Consider this a “Hello, world!” of supervised learning! We already did a bit of EDA on the Titanic dataset during class, so you don’t need to do too much more, but it’s probably a good idea to poke around a bit until you’re confident you understand what you’re working with.

  1. Create a new file (either a notebook or just .py file, your choice!) and load the train.csv data into a Pandas dataframe. The test data doesn’t have a truth value, so if you want to know the final performance of your model, you’ll need to submit it to Kaggle.

  2. Do a bit more EDA, at least enough to understand:

    1. What do each of the features mean?
    2. How do you think the categorical data should be encoded?
    3. Should any of the numeric columns be discretized?

    I find Jupyter notebooks easier to keep track of notes, but if you’re using a regular Python script you can record your observations and plots in a separate document.

  3. Decide if you want to do cross-validation, or split out a separate validation dataset. Justify your choice with a comment. If you’re doing cross-validation, no need to split further at this time.

  4. Using your domain knowledge and understanding of the dataset, select a few features to use as predictors for a tree-based model.

    In my lecture on categorical data, I said that trees could natively handle string-based categories. While theoretically true, Scikit-learn needs numbers. Sorry!

  5. Encode the categorical data with an appropriate method. You can either use Scikit-learn pipelines, or manually build a new dataframe with the categories encoded. This has a number of finicky options, so I’ve provided an example below:

     # pick out the numeric features first
     tree_X = df[["Pclass", "Age", "SibSp", "Parch", "Fare"]].copy()
    
     # now encode the others
     # Pandas is a nice output format to have, but doesn't support Numpy's sparse matrix format.
     # I'm also choosing to drop the first category (dummy encoding) as I don't expect novel categories in test.
     one_hot = OneHotEncoder(sparse_output=False, drop="first").set_output(transform="pandas")
     tree_X = tree_X.join(one_hot.fit_transform(df[["Sex", "Embarked"]]))
     tree_X.head()
  6. Declare a tree-based model object, such as a Decision Tree Classifier from Scikit-learn. You probably want to set max_depth to something smallish to avoid overfitting.
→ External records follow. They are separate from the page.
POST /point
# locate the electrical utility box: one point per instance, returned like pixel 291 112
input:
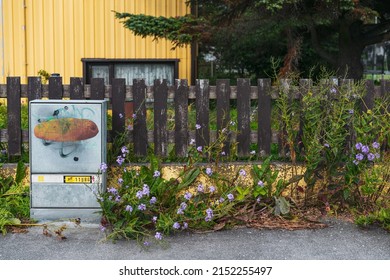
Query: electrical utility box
pixel 68 140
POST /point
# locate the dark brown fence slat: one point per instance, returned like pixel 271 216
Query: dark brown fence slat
pixel 76 88
pixel 34 88
pixel 305 86
pixel 223 111
pixel 368 99
pixel 140 137
pixel 160 118
pixel 181 117
pixel 243 116
pixel 97 89
pixel 118 106
pixel 55 88
pixel 346 85
pixel 14 117
pixel 264 117
pixel 202 134
pixel 385 91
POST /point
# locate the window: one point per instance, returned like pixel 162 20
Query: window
pixel 129 69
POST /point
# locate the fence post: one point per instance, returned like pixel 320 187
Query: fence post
pixel 223 111
pixel 202 134
pixel 97 88
pixel 140 133
pixel 160 91
pixel 181 117
pixel 243 116
pixel 55 88
pixel 14 117
pixel 34 88
pixel 264 117
pixel 76 88
pixel 118 106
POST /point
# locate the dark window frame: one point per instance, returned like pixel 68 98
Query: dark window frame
pixel 89 62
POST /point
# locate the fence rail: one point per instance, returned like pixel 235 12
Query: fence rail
pixel 160 95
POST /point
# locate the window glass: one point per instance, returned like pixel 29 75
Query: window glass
pixel 147 71
pixel 101 71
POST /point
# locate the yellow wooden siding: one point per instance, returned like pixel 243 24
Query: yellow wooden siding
pixel 55 35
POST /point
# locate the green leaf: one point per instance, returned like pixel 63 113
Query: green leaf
pixel 189 177
pixel 259 191
pixel 282 206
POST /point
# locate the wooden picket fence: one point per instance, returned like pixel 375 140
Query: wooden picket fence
pixel 160 94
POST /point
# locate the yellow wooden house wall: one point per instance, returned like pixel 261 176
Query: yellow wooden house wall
pixel 54 35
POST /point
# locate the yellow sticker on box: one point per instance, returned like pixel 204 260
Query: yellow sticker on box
pixel 77 179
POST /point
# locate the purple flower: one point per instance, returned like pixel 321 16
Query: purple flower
pixel 158 236
pixel 365 149
pixel 183 205
pixel 145 190
pixel 113 190
pixel 209 215
pixel 142 207
pixel 129 208
pixel 176 225
pixel 120 160
pixel 208 218
pixel 370 156
pixel 103 167
pixel 359 157
pixel 139 194
pixel 187 195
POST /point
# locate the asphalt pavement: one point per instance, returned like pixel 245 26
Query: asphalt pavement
pixel 340 240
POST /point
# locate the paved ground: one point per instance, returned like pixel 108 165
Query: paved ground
pixel 341 240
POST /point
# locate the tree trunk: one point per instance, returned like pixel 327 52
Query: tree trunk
pixel 350 51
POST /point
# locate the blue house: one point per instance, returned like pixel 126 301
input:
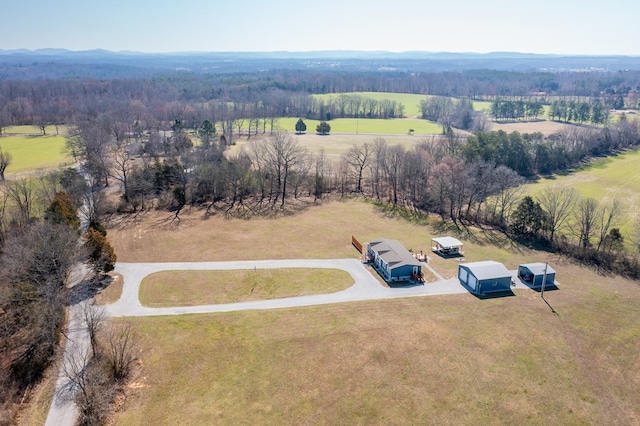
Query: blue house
pixel 533 274
pixel 484 277
pixel 392 261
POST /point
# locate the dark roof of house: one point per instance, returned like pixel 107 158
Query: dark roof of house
pixel 394 253
pixel 487 269
pixel 447 242
pixel 538 268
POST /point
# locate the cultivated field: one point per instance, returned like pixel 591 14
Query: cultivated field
pixel 605 179
pixel 410 101
pixel 428 360
pixel 32 152
pixel 545 127
pixel 396 126
pixel 336 144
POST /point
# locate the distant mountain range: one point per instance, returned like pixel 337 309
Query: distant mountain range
pixel 98 63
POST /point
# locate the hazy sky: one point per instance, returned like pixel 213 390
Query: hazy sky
pixel 542 26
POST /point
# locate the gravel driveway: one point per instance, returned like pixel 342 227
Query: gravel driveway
pixel 366 286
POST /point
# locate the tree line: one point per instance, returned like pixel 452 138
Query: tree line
pixel 40 243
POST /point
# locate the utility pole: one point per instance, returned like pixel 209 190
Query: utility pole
pixel 544 279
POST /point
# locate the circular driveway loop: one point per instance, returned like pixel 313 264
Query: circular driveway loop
pixel 366 286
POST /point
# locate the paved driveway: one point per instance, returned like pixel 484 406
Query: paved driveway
pixel 366 286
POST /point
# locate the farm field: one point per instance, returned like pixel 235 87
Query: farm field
pixel 428 360
pixel 336 144
pixel 397 126
pixel 32 152
pixel 410 101
pixel 605 179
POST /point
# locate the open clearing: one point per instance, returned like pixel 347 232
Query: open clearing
pixel 427 360
pixel 545 127
pixel 356 126
pixel 336 144
pixel 190 288
pixel 32 152
pixel 319 232
pixel 605 179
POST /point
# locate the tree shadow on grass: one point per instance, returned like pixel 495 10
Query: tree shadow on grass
pixel 88 288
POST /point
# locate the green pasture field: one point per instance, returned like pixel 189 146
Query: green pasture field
pixel 410 101
pixel 453 359
pixel 398 126
pixel 189 288
pixel 605 179
pixel 31 153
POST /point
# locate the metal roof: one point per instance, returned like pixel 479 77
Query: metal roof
pixel 447 242
pixel 487 269
pixel 538 268
pixel 393 253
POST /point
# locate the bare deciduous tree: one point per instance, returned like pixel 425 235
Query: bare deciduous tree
pixel 5 161
pixel 586 217
pixel 558 202
pixel 359 157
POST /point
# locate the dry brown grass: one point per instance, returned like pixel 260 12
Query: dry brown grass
pixel 428 360
pixel 321 231
pixel 431 360
pixel 189 288
pixel 113 292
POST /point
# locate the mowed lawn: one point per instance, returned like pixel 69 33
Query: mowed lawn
pixel 410 101
pixel 31 153
pixel 318 232
pixel 395 126
pixel 616 177
pixel 426 360
pixel 190 288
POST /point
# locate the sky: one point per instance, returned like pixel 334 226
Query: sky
pixel 577 27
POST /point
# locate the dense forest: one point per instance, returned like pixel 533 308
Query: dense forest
pixel 164 138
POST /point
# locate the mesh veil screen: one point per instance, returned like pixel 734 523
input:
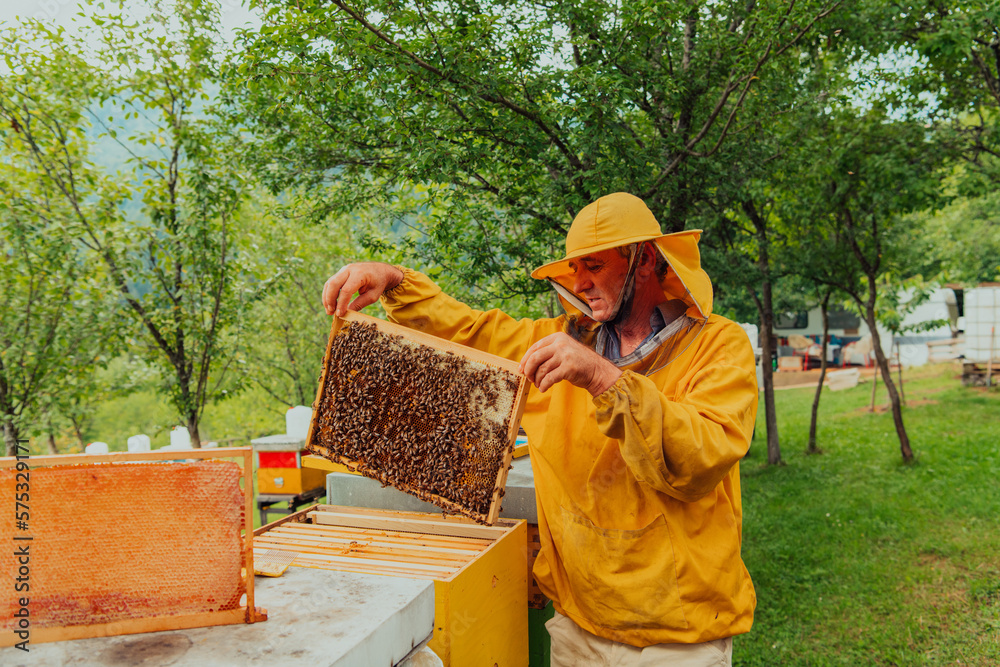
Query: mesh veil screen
pixel 118 541
pixel 427 421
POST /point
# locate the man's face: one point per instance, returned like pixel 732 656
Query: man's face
pixel 598 279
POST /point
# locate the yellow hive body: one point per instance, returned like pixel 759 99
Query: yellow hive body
pixel 289 480
pixel 426 416
pixel 118 547
pixel 479 572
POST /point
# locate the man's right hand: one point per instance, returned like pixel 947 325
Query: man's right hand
pixel 368 279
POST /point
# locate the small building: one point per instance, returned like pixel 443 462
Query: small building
pixel 963 322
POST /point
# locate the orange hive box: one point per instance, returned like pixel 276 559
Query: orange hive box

  7. Train and validate your tree. If you’re using cross-validation, you can do this with:

     from sklearn.model_selection import cross_val_score
     print(cross_val_score(model, tree_X, y))

    This will train 5 trees on 80% of the samples in tree_X, then compute the accuracy of the prediction on the other 20%. You can also play around with the scoring parameter, giving it a string from this list (e.g. scoring='recall' or scoring='precision') to see the balance between Type I and Type II error.

  8. Experiment! Does your model seem like it’s working fairly well? If not, what could you change? Consider:

    • Different encoding schemes
    • Discretizing numeric features
    • Dropping features that don’t add value
    • Training a forest of trees
    • Changing tree depth to avoid overfitting

    As you make changes, record why you’re making the change and your observations. Since this may involve going back and tweaking just one or two lines of code, it’s okay to write these as comments in the code, e.g.:

    # Started with max depth of 3 but it seemed like it wasn't learning enough
    # Increasing to 4 improves predictions without overfitting
    tree = DecisionTreeClassifier(maxDepth=4)

Submit#

Push your code and observations to your GitHub repo for your completion-based lab mark.